Since the 3.11.3 release, keywords have been put front and centre of the system’s administration, so I want to present here what I’ve been working on as a strategy for their configuration. Keywords can support three core parts of the Opsview system:
- The Viewport (a traffic-lights status overview)
- User access controls (what services/hosts can be acknowledged, etc)
- Notifications (what you receive emails about)
My first bit of advice is do not ever set the keywords when provisioning a new Host or Service Check. This is because on these screens you can’t see the complete context of keywords, and it’s far too easy to create useless duplication. You should instead associate keywords with hosts and services from the Configuration/Keywords screen.
Okay, let’s go to that screen now, and talk about our naming convention. Yes, there needs to be one, so that you can look at a keyword in another part of Opsview and have a rough idea what it might be associated with. Here’s the template I use, and some examples:
<type>-[<owner>-]<thing> device-ups server-linux service-smtpmsa service-nss-ntpstratum3
Let’s say you have a Linux server running an SMTP message submission service and an NTP Stratum 3 service. I would create one keyword for the underlying operating system (CPU, memory, disk, etc), named “
server-linux“. I’d create another for the SMTP service as “
service-smtpmsa” and another for the NTP as “
service-ntpstratum3“. If your Opsview is shared between a number of teams, it might also be useful to insert the managing team for that service in the name, as I’ve done with NSS, above. The type “
device” tends to be reserved for appliances which fulfil one function, so you don’t need to separate out their server/service nature.
With this in place, if the UNIX Systems team manages the server and OS, and another team manages the applications stack on the box, we’ve got keywords for each, allowing easy and fine grained visibility controls. When creating the keywords, you should go into the Objects tab and associate it with the appropriate hosts and service checks. I find this much more straightforward than using the Keywords field on the actual host and service check configuration pages.

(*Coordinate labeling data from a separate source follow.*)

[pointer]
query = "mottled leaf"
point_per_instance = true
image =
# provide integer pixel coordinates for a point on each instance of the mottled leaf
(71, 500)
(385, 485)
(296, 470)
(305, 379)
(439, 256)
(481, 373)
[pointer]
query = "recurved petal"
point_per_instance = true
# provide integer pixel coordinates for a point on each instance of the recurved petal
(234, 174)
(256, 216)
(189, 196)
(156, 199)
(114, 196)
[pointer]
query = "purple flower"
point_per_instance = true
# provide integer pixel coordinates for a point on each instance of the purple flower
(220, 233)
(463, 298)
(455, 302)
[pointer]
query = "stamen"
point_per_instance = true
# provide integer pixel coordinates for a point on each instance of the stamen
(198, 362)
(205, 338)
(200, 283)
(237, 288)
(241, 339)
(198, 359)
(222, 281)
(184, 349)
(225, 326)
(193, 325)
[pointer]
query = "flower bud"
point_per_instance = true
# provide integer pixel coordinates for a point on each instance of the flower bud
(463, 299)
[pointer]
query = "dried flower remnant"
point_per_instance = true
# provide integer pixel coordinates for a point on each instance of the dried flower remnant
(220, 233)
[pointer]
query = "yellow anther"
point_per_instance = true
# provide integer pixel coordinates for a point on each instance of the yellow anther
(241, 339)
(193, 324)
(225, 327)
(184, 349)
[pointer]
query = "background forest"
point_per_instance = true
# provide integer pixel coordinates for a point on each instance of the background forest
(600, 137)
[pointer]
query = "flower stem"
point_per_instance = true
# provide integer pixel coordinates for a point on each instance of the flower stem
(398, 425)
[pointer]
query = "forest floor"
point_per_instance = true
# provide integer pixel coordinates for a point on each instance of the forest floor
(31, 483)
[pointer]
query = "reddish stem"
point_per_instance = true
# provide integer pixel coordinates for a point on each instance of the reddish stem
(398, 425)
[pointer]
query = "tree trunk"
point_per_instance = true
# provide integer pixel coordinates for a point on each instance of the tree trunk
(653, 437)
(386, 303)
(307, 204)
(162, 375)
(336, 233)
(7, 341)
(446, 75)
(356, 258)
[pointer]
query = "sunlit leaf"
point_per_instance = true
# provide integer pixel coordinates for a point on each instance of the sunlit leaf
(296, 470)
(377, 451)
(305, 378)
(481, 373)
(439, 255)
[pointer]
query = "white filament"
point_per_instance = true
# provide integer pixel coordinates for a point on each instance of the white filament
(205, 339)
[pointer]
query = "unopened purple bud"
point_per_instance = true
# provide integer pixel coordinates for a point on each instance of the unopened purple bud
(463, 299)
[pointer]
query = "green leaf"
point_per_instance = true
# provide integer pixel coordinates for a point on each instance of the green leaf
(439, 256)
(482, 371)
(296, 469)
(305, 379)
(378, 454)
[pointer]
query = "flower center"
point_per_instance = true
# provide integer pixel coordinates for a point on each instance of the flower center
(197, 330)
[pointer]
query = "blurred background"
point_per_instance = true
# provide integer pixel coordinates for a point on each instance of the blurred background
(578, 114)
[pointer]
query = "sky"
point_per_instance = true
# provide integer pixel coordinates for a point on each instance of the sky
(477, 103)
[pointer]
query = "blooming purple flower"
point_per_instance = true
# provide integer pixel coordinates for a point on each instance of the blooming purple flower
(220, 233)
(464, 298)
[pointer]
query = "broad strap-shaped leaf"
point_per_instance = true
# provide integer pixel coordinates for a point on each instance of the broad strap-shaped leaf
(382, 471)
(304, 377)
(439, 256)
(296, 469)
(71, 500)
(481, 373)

Let’s look at each of the three cornerstone uses I mentioned above, in turn. First is the Viewport. Well, that’s easy enough to enable for a keyword by toggling the radio button and assigning a sensible description (such as ï»¿ï»¿”Email Message Submission Service” for “
service-smtpmsa“). Which users can see which items in their own viewport is configured in the role (Advanced/Roles) associated to that user. I’d clone off one new role per user, and go to the Objects tab, remove all Host Groups or Service Groups and select only some Keywords. Job done – the user now sees those items in their viewport.
Next up is the ability for a user to acknowledge, or mark as down, an item. In fact it’s done in the same way as the viewport, that is, through a role. That’s because roles contain, on the Access tab, the
VIEWPORTACCESS item for viewports and the
ACTIONSOME/NOTIFYSOME items for actioning alerts. Because it’s currently only possible for a user to have one role, you cannot easily separate these rights for different keywords – a real pity. But I have no doubt multiple roles will come along, just like multiple notification profiles.

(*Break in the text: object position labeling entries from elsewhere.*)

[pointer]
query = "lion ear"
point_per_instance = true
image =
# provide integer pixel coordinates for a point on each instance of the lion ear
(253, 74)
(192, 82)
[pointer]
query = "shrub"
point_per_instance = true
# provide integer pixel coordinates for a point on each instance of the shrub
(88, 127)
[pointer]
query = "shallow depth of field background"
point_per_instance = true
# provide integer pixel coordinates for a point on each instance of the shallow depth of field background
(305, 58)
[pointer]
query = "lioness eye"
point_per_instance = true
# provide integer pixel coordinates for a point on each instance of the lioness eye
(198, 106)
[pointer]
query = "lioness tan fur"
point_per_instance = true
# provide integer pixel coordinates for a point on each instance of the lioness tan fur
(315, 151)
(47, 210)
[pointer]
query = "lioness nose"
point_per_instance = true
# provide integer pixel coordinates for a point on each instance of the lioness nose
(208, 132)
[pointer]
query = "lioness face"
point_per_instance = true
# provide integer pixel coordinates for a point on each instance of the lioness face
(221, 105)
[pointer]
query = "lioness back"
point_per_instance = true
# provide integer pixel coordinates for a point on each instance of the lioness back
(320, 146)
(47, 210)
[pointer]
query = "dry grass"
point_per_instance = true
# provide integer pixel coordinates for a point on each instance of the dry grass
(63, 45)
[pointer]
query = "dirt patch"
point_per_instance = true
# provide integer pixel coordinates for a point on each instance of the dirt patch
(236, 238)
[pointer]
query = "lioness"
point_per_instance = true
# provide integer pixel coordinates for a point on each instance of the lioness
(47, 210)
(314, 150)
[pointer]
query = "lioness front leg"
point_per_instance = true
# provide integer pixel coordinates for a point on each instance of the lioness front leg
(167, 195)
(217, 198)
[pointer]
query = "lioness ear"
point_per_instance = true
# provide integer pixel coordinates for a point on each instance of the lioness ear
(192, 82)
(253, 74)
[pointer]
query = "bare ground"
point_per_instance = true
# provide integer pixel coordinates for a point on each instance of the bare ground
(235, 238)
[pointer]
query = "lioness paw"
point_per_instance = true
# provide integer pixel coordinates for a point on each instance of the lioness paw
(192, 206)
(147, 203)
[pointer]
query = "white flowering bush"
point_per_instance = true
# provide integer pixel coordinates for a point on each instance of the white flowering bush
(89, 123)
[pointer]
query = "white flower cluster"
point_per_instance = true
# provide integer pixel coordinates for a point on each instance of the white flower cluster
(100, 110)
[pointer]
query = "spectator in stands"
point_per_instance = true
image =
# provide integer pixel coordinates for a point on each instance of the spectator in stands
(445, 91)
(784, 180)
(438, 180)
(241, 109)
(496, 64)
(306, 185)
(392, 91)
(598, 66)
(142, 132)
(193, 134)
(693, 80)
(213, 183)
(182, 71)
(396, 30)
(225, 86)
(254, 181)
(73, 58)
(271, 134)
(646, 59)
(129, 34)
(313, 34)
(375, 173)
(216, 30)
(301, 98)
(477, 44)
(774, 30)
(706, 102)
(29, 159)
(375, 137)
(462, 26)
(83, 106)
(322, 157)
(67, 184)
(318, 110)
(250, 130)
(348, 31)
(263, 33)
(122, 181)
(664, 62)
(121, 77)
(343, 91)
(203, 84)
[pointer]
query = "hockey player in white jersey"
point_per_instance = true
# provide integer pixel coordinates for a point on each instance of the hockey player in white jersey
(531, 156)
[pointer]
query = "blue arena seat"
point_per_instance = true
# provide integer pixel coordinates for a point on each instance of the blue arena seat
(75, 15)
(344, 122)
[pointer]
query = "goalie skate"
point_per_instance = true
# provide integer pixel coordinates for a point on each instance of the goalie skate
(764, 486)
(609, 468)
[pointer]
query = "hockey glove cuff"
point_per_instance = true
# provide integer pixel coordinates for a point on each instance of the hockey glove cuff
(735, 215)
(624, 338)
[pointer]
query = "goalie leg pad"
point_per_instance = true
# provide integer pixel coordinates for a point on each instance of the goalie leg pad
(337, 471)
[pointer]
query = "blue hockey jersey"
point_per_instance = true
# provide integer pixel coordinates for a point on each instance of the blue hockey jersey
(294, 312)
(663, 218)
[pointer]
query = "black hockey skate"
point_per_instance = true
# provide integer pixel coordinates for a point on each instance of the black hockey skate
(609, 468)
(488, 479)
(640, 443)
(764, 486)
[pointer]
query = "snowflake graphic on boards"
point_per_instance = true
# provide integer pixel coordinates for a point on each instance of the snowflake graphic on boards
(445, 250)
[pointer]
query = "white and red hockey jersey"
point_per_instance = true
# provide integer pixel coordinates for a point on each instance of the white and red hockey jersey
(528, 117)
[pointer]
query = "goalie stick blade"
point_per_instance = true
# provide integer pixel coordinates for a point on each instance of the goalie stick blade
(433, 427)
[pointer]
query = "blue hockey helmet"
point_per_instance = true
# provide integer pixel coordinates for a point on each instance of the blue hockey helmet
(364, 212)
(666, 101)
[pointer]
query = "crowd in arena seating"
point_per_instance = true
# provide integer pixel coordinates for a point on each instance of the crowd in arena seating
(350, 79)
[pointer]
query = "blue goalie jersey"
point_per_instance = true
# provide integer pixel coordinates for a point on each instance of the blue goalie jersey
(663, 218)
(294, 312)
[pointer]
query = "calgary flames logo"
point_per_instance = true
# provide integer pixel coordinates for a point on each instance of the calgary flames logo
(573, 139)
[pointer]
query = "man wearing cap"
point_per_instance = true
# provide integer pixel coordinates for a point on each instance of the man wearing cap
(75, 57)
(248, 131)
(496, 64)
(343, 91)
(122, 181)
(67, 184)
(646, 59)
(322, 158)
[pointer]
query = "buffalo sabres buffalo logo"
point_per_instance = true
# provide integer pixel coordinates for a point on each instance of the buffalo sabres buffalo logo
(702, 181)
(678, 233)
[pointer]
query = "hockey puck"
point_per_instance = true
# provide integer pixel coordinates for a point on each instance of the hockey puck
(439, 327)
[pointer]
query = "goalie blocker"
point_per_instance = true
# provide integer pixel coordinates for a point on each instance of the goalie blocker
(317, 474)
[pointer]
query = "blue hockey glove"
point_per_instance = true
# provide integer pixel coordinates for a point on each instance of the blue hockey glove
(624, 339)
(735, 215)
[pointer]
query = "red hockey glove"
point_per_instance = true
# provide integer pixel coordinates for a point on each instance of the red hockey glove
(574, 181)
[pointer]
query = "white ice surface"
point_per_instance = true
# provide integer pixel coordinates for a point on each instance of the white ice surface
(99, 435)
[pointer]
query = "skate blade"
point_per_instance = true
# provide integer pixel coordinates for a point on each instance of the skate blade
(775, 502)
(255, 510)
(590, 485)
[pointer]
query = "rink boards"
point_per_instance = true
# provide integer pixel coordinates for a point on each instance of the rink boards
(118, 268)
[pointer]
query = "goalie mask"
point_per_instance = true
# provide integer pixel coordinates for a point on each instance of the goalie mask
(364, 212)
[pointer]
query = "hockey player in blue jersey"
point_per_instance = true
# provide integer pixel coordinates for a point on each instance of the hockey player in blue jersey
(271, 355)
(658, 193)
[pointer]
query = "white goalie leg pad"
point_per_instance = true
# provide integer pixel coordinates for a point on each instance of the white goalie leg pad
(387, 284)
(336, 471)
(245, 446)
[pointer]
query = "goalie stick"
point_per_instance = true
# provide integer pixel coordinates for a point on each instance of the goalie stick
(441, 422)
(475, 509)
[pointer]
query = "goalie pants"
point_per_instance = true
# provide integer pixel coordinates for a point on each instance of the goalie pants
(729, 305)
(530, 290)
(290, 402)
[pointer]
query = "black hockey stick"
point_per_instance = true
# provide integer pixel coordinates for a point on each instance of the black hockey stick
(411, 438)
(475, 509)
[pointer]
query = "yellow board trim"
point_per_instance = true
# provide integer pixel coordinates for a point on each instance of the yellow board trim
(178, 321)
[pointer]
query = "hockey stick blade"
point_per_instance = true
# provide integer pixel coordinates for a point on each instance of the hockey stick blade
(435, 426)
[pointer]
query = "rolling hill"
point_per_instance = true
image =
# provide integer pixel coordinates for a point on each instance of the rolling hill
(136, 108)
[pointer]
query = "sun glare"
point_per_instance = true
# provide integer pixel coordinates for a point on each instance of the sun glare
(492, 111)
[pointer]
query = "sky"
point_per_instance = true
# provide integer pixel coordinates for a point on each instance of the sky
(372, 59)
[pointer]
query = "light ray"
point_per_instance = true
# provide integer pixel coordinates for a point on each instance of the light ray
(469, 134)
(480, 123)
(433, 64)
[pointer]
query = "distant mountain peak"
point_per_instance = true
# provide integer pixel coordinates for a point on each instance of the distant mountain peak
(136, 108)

Which brings us to the final item. Again I’d create a new notification profile for each user, so that it’s possible to opt them in or out of any service notifications. Using keywords makes things simple – are you just managing the underlying OS? Then you can have notifications about that, and not the application stack. It doesn’t stop you seeing the app stack status in your viewport, though. Because the notification profile is associated with a user, you’ll only be offered keywords that have been authorized in their role, which is a nice touch.
In each of these steps the naming convention has really helped, because when looking at keywords the meaning “these hosts” or “this service” will (hopefully) jump out. If I were scaling this up, I’d have it all provisioned via the Opsview API from a configuration management or inventory database, and updated nightly. This is another way naming conventions help – they are friendly to automation.